A public hearing for the Plan 7 proposed redistricting map is set for Thursday, March 21.
St. Petersburg City Councilors unanimously approved setting a public hearing date at last week's council meeting. Council has until May 12 to complete redistricting. A nine-person redistricting commission voted 5-4 last month for Plan 7 and presented that last week.
On Thursday, a lengthy debate about the impact of redistricting on incumbents and the upcoming election broke out after Nick Finzer, the campaign manager for city council candidate Dr. David McKalip, read a statement pointing at a system aimed at keeping incumbents in office and stated he moved in order to run in November.
"Dr. McCaleb asks that you unanimously reject the proposal of the commission as it does not follow the law on compactness and subordinated this primary objective of redistricting to protecting the seats of incumbent council members. You should be aware that the commission was misinformed on several occasions that they were required to keep incumbents in their seat based on the opinion of the city staff and legal department." Finzer read.
The statement added, "The commissioners were denied review of a map by council chair Dr. Lucas."
"These maps are not valid, protect incumbents at the expense of other more important criteria and divide neighborhoods. This council should do the right thing and unanimously reject these maps." Finzer read.
The statement also announced that Dr. McKalip has taken up residence in a new district to ensure he will be able to run for office in November. Under Plan 7, McKalip would be drawn out of District 4, forcing him off the ballot.
At the meeting, Council Member Steve Kornell said he had a real problem with the idea of staff not allowing the redistricting commission to view a map. "My problem is going to be with staff who said no to that map, if indeed that was a legal map." Kornell said. He called for council to discuss this at a workshop, which Councilor Leslie Curran eventually made a motion to have later in the meeting. As a result, council will hold a workshop at a future date. They hope to have it within 30 days.

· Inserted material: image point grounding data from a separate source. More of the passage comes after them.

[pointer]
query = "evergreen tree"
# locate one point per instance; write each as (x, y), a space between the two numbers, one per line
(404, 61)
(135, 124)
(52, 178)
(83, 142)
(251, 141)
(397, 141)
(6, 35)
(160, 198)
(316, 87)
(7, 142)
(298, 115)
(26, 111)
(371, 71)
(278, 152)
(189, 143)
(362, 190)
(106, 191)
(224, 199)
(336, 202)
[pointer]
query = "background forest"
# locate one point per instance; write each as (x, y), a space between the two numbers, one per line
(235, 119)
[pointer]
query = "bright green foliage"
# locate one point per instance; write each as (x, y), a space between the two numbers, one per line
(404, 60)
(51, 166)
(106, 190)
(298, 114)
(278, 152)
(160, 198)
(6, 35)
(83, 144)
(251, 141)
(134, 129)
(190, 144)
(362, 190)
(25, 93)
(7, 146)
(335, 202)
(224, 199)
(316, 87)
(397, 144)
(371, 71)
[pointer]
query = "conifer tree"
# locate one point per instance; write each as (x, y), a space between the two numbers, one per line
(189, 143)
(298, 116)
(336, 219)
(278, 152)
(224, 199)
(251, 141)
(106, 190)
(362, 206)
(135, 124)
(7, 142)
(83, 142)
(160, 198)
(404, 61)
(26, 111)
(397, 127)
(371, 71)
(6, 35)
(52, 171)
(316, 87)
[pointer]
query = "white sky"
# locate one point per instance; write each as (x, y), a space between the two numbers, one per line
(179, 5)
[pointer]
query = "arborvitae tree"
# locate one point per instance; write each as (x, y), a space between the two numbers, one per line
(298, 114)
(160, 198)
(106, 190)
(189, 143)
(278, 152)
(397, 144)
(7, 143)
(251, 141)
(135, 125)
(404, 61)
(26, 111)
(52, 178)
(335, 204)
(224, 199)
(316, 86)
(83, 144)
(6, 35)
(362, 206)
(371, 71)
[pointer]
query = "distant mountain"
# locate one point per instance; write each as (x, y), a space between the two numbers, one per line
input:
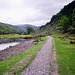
(20, 27)
(51, 27)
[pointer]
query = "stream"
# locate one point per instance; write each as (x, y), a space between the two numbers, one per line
(5, 45)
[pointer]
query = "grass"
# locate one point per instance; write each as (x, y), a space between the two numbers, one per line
(60, 34)
(10, 36)
(65, 56)
(18, 63)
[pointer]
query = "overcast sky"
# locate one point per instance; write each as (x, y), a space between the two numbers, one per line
(35, 12)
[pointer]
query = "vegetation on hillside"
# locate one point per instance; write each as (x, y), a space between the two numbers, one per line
(63, 21)
(16, 64)
(8, 30)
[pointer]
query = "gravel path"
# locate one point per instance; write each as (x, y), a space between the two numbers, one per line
(41, 64)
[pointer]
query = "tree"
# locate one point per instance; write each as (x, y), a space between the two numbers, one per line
(30, 30)
(64, 23)
(73, 19)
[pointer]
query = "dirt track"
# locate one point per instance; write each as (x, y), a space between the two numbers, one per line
(41, 64)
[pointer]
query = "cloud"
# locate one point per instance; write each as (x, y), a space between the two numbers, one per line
(29, 11)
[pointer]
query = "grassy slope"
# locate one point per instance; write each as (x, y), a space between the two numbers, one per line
(9, 36)
(65, 55)
(18, 63)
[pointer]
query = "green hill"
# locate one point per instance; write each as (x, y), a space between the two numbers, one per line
(55, 25)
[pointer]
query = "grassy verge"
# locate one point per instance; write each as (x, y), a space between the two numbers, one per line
(17, 64)
(10, 36)
(65, 56)
(60, 34)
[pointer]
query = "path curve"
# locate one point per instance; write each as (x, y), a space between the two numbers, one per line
(41, 64)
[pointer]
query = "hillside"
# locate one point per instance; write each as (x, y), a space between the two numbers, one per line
(20, 27)
(53, 25)
(6, 30)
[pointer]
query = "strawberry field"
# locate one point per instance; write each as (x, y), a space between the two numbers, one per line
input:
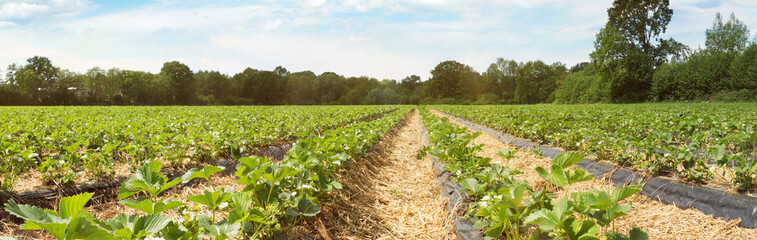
(65, 144)
(204, 172)
(696, 142)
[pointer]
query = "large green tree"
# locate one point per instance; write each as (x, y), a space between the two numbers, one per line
(182, 82)
(500, 78)
(454, 80)
(38, 79)
(731, 36)
(628, 48)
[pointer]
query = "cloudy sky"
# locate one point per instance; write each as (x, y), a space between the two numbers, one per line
(386, 39)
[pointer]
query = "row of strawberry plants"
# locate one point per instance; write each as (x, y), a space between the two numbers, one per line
(502, 205)
(685, 139)
(276, 196)
(64, 142)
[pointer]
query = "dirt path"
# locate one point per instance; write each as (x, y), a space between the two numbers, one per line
(660, 221)
(388, 195)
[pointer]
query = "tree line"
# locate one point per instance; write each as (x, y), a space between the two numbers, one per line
(630, 63)
(39, 82)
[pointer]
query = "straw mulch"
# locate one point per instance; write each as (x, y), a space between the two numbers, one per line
(387, 195)
(660, 221)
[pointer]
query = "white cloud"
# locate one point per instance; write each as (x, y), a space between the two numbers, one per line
(272, 24)
(315, 3)
(378, 38)
(19, 10)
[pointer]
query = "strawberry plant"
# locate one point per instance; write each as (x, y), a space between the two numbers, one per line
(504, 206)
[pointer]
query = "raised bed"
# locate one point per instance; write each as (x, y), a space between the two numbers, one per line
(716, 202)
(455, 199)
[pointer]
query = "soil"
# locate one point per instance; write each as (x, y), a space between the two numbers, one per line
(660, 221)
(387, 195)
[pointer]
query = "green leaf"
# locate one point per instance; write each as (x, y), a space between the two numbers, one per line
(81, 228)
(580, 230)
(146, 205)
(549, 219)
(38, 218)
(471, 186)
(496, 230)
(148, 178)
(204, 173)
(567, 159)
(222, 230)
(305, 207)
(136, 226)
(624, 192)
(577, 175)
(70, 206)
(211, 199)
(638, 234)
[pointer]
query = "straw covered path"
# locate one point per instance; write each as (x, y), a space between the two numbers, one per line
(660, 221)
(388, 194)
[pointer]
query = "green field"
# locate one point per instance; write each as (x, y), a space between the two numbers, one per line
(62, 142)
(684, 139)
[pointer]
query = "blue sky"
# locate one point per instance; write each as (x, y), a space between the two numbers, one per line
(386, 39)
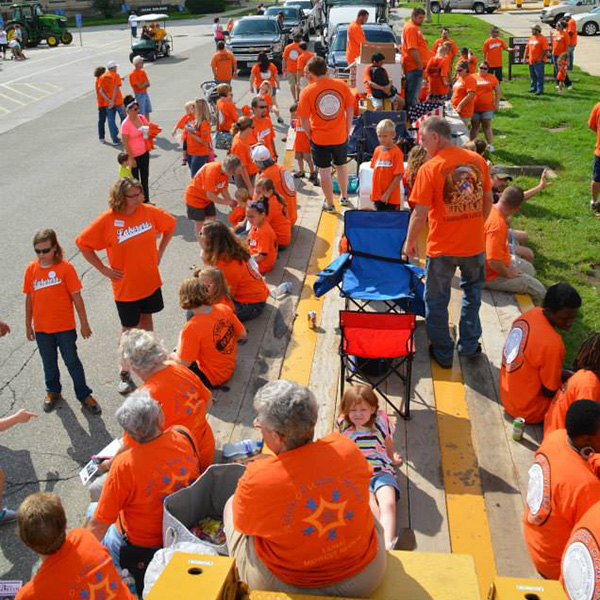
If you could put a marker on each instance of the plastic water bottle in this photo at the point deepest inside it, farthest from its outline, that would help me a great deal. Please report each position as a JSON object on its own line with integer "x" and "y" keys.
{"x": 282, "y": 290}
{"x": 242, "y": 449}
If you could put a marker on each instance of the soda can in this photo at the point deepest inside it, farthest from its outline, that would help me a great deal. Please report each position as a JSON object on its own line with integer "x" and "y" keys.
{"x": 518, "y": 429}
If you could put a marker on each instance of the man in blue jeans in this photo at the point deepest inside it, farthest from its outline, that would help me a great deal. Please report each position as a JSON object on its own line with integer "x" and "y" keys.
{"x": 453, "y": 190}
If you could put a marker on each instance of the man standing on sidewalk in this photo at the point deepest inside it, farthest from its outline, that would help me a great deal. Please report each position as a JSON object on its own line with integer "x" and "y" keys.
{"x": 415, "y": 54}
{"x": 326, "y": 110}
{"x": 453, "y": 190}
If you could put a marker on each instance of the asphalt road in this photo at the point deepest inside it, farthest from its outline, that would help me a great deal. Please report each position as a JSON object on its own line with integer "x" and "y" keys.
{"x": 56, "y": 174}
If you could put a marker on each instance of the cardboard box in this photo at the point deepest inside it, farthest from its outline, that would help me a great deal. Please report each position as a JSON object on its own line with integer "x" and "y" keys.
{"x": 388, "y": 49}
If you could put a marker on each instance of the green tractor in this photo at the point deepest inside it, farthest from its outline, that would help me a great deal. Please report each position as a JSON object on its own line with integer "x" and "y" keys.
{"x": 37, "y": 26}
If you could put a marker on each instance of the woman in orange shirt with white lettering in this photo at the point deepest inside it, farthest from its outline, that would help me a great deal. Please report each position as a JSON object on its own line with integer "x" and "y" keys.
{"x": 128, "y": 231}
{"x": 52, "y": 288}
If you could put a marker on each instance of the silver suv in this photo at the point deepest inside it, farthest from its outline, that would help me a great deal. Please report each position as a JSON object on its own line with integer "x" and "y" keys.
{"x": 477, "y": 6}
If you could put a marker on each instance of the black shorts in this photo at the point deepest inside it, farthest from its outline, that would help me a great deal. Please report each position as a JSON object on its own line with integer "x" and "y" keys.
{"x": 200, "y": 214}
{"x": 131, "y": 311}
{"x": 596, "y": 170}
{"x": 496, "y": 72}
{"x": 325, "y": 156}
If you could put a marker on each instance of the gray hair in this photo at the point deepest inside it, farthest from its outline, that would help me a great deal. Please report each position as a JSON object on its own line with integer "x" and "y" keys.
{"x": 141, "y": 351}
{"x": 139, "y": 416}
{"x": 289, "y": 409}
{"x": 438, "y": 125}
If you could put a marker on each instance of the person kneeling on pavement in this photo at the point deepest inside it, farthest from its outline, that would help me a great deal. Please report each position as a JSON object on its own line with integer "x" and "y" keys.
{"x": 299, "y": 521}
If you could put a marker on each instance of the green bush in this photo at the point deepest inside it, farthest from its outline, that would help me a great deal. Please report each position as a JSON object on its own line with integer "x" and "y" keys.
{"x": 204, "y": 6}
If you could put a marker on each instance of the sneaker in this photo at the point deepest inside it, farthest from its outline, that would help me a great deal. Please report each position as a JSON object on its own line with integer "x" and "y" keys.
{"x": 7, "y": 516}
{"x": 91, "y": 405}
{"x": 50, "y": 401}
{"x": 126, "y": 385}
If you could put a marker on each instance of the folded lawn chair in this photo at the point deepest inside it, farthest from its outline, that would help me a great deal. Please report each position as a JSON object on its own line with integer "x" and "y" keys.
{"x": 375, "y": 346}
{"x": 373, "y": 269}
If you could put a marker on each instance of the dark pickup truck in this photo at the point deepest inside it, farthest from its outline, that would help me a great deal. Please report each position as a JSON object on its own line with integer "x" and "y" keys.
{"x": 252, "y": 35}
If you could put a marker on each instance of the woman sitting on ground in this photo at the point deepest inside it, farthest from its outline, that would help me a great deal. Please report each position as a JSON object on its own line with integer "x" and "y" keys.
{"x": 299, "y": 521}
{"x": 223, "y": 249}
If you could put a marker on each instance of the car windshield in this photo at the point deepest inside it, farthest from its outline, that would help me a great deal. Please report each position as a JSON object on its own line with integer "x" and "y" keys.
{"x": 290, "y": 13}
{"x": 372, "y": 35}
{"x": 255, "y": 27}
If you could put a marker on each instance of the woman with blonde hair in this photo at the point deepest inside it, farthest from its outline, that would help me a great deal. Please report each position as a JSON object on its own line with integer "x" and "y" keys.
{"x": 128, "y": 231}
{"x": 199, "y": 143}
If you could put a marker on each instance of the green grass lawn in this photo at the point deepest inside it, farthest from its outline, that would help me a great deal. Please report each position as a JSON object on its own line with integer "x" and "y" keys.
{"x": 550, "y": 130}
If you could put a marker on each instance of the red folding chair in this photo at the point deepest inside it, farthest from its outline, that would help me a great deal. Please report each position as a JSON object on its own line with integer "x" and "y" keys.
{"x": 375, "y": 346}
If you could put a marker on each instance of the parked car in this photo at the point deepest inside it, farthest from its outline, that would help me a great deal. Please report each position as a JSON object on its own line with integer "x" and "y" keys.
{"x": 553, "y": 14}
{"x": 588, "y": 23}
{"x": 478, "y": 6}
{"x": 313, "y": 13}
{"x": 294, "y": 20}
{"x": 374, "y": 32}
{"x": 252, "y": 35}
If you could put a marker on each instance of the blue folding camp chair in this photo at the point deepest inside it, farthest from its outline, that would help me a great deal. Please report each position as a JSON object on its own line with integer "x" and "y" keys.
{"x": 373, "y": 268}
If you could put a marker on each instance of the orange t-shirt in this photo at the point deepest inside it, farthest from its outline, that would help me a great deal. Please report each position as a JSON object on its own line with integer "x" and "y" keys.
{"x": 210, "y": 178}
{"x": 594, "y": 125}
{"x": 435, "y": 72}
{"x": 194, "y": 147}
{"x": 242, "y": 149}
{"x": 291, "y": 54}
{"x": 462, "y": 86}
{"x": 536, "y": 46}
{"x": 50, "y": 289}
{"x": 264, "y": 133}
{"x": 279, "y": 222}
{"x": 325, "y": 102}
{"x": 223, "y": 62}
{"x": 139, "y": 480}
{"x": 183, "y": 398}
{"x": 356, "y": 37}
{"x": 386, "y": 163}
{"x": 452, "y": 184}
{"x": 257, "y": 76}
{"x": 286, "y": 186}
{"x": 262, "y": 240}
{"x": 561, "y": 489}
{"x": 227, "y": 114}
{"x": 136, "y": 77}
{"x": 244, "y": 280}
{"x": 492, "y": 51}
{"x": 302, "y": 60}
{"x": 532, "y": 357}
{"x": 210, "y": 339}
{"x": 582, "y": 385}
{"x": 580, "y": 563}
{"x": 496, "y": 242}
{"x": 130, "y": 244}
{"x": 484, "y": 94}
{"x": 308, "y": 510}
{"x": 82, "y": 568}
{"x": 412, "y": 39}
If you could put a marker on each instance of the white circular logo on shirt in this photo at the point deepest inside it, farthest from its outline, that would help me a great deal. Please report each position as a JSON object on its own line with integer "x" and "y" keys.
{"x": 512, "y": 345}
{"x": 578, "y": 572}
{"x": 535, "y": 489}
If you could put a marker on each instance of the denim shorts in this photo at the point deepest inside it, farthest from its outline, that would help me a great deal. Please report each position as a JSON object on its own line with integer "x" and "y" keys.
{"x": 382, "y": 479}
{"x": 484, "y": 114}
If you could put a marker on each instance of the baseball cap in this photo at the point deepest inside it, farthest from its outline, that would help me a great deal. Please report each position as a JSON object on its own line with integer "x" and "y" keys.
{"x": 500, "y": 173}
{"x": 260, "y": 154}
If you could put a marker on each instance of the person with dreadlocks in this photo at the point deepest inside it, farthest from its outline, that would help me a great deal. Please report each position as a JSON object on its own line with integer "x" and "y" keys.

During the discussion, council was advised that if a councilor were drawn out of a district, he or she would be removed from council upon the approval of the new map. This concern had not been brought up until now because this was the first time a public commission decided the maps and not council, officials said.
St. Pete resident Matt Florell addressed council and said that the redistricting council made several suggestions about the process and those suggestions should be included in the future process. Florell said they should start the redistricting process earlier and allow councilors who may be drawn out of their districts to finish their terms.
"More flexibility should be allowed to split county voting precincts to allow for more compact districts and for neighborhoods split by precinct boundaries to possibly be kept together," Floral added.
Due to the concerns brought forward councilors unanimously agreed to discuss the issue further in a workshop and to allow public comment on Thursday, March 21 at City Hall.